A população dizimou-se rapidamente. Os que puderam, fugiram para Três Rios. Os que restaram, foram protagonistas de terríveis histórias, como a presenciada por Luís Ascendino Dantas:

...em uma das casas, uma mulher morta tinha em seu colo uma criança que ainda mamava, e a seus pés outra que chorava.

O relato deixado por Agrippino Griecco e Luiz de Souza Breves, quando em viagem à cidade descreve outras cenas ainda mais trágicas:

No pior período da epidemia, abriam-se valas enormes no cemitério e muita gente ainda viva foi para a cova de cambulhada com os defuntos. Nos arredores encontravam-se cães devorando cadáveres e achou-se até uma criancinha morta.

A população pedia desesperadamente por auxílio, mas nada foi feito. Durante cerca de duas décadas, os poucos habitantes que resistiram na cidade viveram em o mais completo esquecimento. Suas terras submersas, sua população dizimada pela peste e sua economia extinta.

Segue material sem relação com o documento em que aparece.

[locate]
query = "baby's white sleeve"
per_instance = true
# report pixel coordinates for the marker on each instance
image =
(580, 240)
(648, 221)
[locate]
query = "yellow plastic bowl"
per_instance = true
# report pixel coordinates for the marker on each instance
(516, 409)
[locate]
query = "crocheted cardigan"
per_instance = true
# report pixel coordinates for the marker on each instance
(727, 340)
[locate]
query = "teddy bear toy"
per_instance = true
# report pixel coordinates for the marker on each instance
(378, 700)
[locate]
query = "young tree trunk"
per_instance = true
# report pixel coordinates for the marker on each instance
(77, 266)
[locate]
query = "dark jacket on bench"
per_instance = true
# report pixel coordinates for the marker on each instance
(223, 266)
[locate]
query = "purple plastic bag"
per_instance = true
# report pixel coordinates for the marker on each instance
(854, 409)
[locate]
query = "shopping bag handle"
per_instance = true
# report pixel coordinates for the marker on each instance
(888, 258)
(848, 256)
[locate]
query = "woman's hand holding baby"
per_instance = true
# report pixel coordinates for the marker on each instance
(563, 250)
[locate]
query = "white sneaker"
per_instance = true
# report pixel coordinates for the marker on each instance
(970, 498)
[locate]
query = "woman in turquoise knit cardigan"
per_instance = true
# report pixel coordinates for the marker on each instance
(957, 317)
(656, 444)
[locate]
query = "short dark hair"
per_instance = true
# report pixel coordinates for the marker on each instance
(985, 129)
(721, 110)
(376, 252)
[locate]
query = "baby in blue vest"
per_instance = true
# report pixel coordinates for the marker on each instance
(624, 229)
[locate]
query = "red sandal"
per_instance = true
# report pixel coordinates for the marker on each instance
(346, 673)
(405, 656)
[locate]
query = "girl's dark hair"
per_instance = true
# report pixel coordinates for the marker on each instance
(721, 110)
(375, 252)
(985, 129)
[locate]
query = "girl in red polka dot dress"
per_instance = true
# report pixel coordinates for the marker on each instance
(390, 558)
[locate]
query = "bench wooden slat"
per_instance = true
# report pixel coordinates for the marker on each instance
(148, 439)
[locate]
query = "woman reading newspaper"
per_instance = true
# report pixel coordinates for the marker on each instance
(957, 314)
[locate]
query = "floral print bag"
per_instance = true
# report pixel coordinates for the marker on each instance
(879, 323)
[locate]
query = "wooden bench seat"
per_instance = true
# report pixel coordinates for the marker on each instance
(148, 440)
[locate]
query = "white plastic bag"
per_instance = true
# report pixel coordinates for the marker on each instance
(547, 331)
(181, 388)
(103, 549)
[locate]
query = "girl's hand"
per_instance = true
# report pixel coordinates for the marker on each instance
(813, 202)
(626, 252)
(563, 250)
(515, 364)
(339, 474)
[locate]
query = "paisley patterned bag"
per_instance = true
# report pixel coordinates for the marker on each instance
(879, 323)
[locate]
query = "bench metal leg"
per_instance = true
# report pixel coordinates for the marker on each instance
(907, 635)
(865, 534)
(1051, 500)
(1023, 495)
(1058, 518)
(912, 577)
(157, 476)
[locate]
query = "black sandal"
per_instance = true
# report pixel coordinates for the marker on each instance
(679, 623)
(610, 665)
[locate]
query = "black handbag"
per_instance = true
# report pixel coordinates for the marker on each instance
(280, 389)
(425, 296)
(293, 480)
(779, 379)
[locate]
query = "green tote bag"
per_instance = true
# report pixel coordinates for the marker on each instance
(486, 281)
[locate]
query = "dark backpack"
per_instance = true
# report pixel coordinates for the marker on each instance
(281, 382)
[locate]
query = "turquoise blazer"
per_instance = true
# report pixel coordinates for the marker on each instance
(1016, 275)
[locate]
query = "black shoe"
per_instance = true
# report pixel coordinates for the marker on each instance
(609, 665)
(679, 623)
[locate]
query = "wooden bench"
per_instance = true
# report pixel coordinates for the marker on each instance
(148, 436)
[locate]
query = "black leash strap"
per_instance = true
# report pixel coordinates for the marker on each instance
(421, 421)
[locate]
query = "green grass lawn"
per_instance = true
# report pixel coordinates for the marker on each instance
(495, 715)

São João Marcos foi reduzida a ponto de, em 1938, ser extinto como município, tornando-se um distrito de Rio Claro. No ano seguinte, o núcleo urbano foi tombado pelo Governo Federal, atendendo aos pedidos da população local.

Mas em 1940 o presidente Getúlio Vargas “destombou” o distrito a fim de ceder as terras para a ampliação da represa que agora passaria a abastecer água e energia elétrica para a capital fluminense. Dezenas de trabalhadores munidos de marretas e explosivos expulsavam as últimas famílias e dinamitavam as casas. O fogo consumia as madeiras. A Igreja Matriz foi a última a cair. Apenas o cemitério foi respeitado, sendo transferido para o alto de um morro no qual estaria a salvo das águas. São João Marcos estava finalmente extinta.Apesar de ter sido destruída a fim de ser inundada, versões locais afirmam que as águas da represa atingiram tal nível apenas uma vez. Hoje, caminhando pelo calçamento daquela que fora a rua principal, pode-se ver apenas algumas ruínas. Uma única ponte resiste, intacta, como se ainda espera-se por passantes. De lá se pode avistar, no alto de um dos morros, o cemitério público. O branco dos túmulos salta entre o verde lembrando que, num passado não muito distante, aquele local fora habitado por algo mais que pequenos pássaros. O esquecimento está por todos os lados, escondido sob cada pedra. Com um pouco de imaginação pode-se ouvir o ruído das tropas de café em direção ao porto e até mesmo alguns sons de vida na cidade morta.